Como tal, el chakra los rechazaba instintivamente.

Sólo pudieron mantenerlo bajo control ya que eran tres mentes trabajando al unísono.

Sus ojos escanearon la calle, mirando el destello rojo que se movía entre la gente y los sacaba del lugar.

Un amargo sentimiento recorrió su pecho y resistió el impulso de caer en viejos hábitos y salir huyendo del mismo modo.

Todavía no estaba en peligro de muerte y tenía la capacidad de, como mínimo, evitar que docenas de personas muriesen.

Respecto a asunto de derrotar a esta guerrera, lo resolvería más tarde.

Liam usó la Liberación Veloz y su fuerza bruta aumentada para salir disparado del agujero en el que había sido enterrado, extendiendo garras hechas de chakra puro con el manto del Kyūbi.

Alcanzó la posición de la mujer en un segundo y balanceó su cuerpo con un ligero salto, agrandando el tamaño de la zarpa en el giro para aumentar su fuerza.

Ella alzó el antebrazo y detuvo en seco su golpe sin siquiera moverse un centímetro.

El aire fue desplazado con fuerza y el concreto a sus pies se agrietó.

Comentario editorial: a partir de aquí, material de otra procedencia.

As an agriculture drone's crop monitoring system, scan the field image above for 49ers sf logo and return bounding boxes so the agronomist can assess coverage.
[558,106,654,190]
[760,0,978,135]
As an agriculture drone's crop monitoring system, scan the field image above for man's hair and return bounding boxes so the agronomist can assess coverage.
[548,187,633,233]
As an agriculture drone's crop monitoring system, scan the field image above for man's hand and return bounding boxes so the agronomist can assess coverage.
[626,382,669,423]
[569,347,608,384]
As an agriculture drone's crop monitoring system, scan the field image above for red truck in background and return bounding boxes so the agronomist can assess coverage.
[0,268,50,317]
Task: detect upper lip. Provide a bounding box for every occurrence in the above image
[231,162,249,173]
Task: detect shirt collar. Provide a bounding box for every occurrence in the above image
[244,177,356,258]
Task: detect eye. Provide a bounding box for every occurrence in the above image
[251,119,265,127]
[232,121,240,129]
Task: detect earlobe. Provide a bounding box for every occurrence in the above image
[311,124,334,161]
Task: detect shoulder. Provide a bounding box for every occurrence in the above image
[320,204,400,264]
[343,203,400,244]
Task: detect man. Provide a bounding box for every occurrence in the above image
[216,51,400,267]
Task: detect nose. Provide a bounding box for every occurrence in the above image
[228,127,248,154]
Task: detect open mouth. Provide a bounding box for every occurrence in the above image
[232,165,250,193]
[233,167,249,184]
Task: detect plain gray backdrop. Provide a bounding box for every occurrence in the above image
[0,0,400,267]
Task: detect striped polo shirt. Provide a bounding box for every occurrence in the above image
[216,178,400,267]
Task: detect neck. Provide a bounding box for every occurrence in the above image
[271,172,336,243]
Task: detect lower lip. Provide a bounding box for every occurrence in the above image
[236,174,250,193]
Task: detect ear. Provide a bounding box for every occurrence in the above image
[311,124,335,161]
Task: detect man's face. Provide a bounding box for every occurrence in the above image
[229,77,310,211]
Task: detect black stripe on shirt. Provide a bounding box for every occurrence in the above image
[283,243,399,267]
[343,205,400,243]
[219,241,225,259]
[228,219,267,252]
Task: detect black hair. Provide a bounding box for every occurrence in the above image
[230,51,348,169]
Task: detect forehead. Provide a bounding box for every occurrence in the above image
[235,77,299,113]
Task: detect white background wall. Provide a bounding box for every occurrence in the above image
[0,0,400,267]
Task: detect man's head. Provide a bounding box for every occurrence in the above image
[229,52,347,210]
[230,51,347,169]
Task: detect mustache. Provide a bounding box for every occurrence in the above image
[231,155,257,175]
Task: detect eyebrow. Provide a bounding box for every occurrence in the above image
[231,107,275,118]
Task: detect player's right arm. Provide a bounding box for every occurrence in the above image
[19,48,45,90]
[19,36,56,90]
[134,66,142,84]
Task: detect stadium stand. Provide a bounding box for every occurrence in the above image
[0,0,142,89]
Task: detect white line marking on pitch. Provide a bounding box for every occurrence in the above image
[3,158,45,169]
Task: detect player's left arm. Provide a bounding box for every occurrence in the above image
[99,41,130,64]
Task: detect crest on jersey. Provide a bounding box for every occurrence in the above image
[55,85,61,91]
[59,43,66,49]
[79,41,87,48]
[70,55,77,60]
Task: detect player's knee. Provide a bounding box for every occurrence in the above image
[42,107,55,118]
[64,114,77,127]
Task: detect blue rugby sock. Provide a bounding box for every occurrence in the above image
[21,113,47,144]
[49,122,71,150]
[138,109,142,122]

El único logro de Liam fue que agitó la extremidad de la mujer un poco.

—Aceptable, pero sólo para sobresalir entre la basura— comentó ella con casualidad.

—¡Pues busca a alguien de tu talla y deja de meterte con la basura!— gruñó Liam, girando sobre sus pies y balanceando su otra garra de energía en un ataque a los ojos de la mujer.

Ella atrapó su muñeca con facilidad, pero antes de que pudiera torcerla las extremidades de Jorm se dispararon con el mismo objetivo, obligándola a alterar su postura.

Sin vergüenza alguna, Liam se lanzó a la mano que lo sujetaba firmemente y mordisqueó con todas sus fuerzas.

El resultado no fue lo que esperaba.

—¡♥Hnngh♥!— gimió ella de repente, confundiendo al shinobi.

Un segundo después, un puñetazo demoledor se clavó en su rostro y lo mandó a volar.

***************************************************  El Batimóvil rugió furiosamente al emerger fuera de los terrenos de la destruida propiedad Wayne.

Nezu tecleaba furiosamente en una pantalla mientras Alfred conducía el enorme vehículo por las desordenadas calles de Gotham.

—Mayordomo, bájame aquí y huye.

Tengo cosas que hacer— instó la rata con su habitual tono plano.

Alfred le dirigió una mirada de reojo, su expresión impasible a pesar de la experiencia vivida hace poco.

—Con todo respeto Señor, dudo que usted pueda llegar muy lejos por su cuenta— comentó el hombre.

—Lo que haya sucedido sobre nuestras cabezas no fue una explosión.

He visto al Cerdo caer desde gran altura y ni él provocaría semejante alboroto.

Algo mucho más fuerte está ahí afuera y…

Tengo que estudiarlo para mi investigación.

—…

Como usted diga, Señor— Alfred asintió, sin comprar esa última parte.

Detuvo el Batimóvil y no protestó cuando Nezu despegó la pantalla junto a un montón de cables y una pieza de la consola antes de bajar.

La rata desplegó sus mecandritas y usó pequeños propulsores para impulsarse en el aire, escalando por la pared de un edificio a una velocidad decente.

Alcanzó el tejado y se puso a trabajar con las piezas que tenía, mientras explosiones se desataban al otro lado de la propiedad Wayne.

A Nezu no le costó deducir que había aparecido otro bastardo absurdamente poderoso y que Liam estaba recibiendo otra paliza unilateral.

Esta vez estaba dispuesto a echar una mano, a pesar de sus limitaciones actuales.

Se prometió a sí mismo que obligaría al mocoso a darle ese cuerpo prometido una vez que esto terminase.